What Realizing I Was The Problem Taught Me About Leadership

There was a moment with a colleague many, many years ago that I’ll never forget.

We were deep into a challenging project, and I was venting about how stuck I felt. She offered a suggestion—something simple, something I hadn’t tried quite that way. And I cut her off.

“I’ve already tried that. It doesn’t work.”

She paused, then tried another angle. “What if you…”

“I can’t. Believe me, I’ve looked at this from every direction.”

I thought I was being direct and realistic. But what I was really doing was shutting down help. My frustration had calcified into certainty. And in that moment, I wasn't leading—I was defending a wall I didn’t even know I’d built.

That evening, I realized how that interaction must have felt to her: invalidating, disheartening, like I didn’t give any worth to her input. Reflecting on the incident led to a deeper reckoning with how my lack of self-awareness was limiting not just collaboration—but my own growth.

Twenty years later, in my work with STEM professionals, I see this all the time: competent people whose unexamined stress reactions—dismissiveness, defensiveness, perfectionism—quietly erode the very credibility and creativity they want to foster.

Here are three self-awareness practices I use myself and recommend to every leader:

  • Micro-check-ins: Before walking into a meeting or responding to a tough question, pause for 5 seconds.
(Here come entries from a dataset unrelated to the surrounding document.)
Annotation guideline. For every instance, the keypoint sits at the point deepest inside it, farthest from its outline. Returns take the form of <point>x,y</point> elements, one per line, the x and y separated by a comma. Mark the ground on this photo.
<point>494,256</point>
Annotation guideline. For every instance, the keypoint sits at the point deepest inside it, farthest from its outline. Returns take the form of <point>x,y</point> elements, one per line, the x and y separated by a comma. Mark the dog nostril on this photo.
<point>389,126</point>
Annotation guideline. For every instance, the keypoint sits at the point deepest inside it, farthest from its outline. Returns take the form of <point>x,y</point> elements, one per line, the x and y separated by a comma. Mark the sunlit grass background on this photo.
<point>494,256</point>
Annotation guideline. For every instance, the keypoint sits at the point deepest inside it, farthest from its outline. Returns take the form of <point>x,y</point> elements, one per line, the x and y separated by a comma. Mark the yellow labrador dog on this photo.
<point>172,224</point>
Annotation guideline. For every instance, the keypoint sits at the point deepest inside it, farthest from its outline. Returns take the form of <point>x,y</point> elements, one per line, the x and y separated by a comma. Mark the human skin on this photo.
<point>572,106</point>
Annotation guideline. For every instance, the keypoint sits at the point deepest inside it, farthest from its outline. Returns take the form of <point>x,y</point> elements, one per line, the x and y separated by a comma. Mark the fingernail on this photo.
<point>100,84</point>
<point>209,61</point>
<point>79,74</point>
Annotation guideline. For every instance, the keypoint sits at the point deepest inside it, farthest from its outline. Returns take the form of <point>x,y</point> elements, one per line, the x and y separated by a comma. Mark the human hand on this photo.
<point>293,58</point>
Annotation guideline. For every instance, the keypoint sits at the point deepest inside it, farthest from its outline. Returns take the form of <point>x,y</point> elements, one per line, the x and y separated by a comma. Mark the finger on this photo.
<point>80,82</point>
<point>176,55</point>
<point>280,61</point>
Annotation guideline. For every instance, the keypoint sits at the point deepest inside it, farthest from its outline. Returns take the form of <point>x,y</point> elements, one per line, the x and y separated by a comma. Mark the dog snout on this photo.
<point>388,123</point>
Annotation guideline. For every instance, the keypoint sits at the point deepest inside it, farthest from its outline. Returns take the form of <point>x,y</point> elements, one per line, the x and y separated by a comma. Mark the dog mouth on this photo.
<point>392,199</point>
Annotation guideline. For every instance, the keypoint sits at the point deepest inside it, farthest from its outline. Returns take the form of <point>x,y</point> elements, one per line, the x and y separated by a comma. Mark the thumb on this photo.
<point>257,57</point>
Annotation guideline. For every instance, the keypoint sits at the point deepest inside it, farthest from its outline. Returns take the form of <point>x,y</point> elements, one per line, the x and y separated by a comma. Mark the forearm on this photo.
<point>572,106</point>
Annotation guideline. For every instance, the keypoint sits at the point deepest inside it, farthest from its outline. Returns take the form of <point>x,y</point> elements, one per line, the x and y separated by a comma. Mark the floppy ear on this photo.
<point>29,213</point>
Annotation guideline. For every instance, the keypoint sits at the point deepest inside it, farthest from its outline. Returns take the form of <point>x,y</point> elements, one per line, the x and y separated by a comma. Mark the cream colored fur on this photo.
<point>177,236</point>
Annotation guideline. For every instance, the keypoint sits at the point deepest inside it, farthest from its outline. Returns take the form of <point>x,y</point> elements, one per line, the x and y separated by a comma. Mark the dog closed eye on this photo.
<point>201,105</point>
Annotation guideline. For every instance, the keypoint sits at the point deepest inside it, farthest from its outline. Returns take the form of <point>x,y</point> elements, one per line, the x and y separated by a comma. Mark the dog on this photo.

Ask yourself: What’s my internal state right now? Am I feeling reactive, depleted, cornered? Just naming it can loosen its grip.

  • Impact feedback: Ask a trusted colleague, “What’s it like to be on the other side of me when things get hard?” Don’t defend. Just listen. Let the truth be a mirror.

  • Values alignment audits: Pick a leadership value you care about (like “openness” or “humility”). At the end of the day, reflect: Did I embody that? Where did I miss the mark? These small check-ins build real change over time.

Self-awareness isn’t about self-judgment—it’s about developing the internal observer that allows us to make the best choices to lead with clarity, humility, and real influence. And the best leaders I know treat it as a daily practice.

How do you show up when you're not self-aware? And who do you become when you are?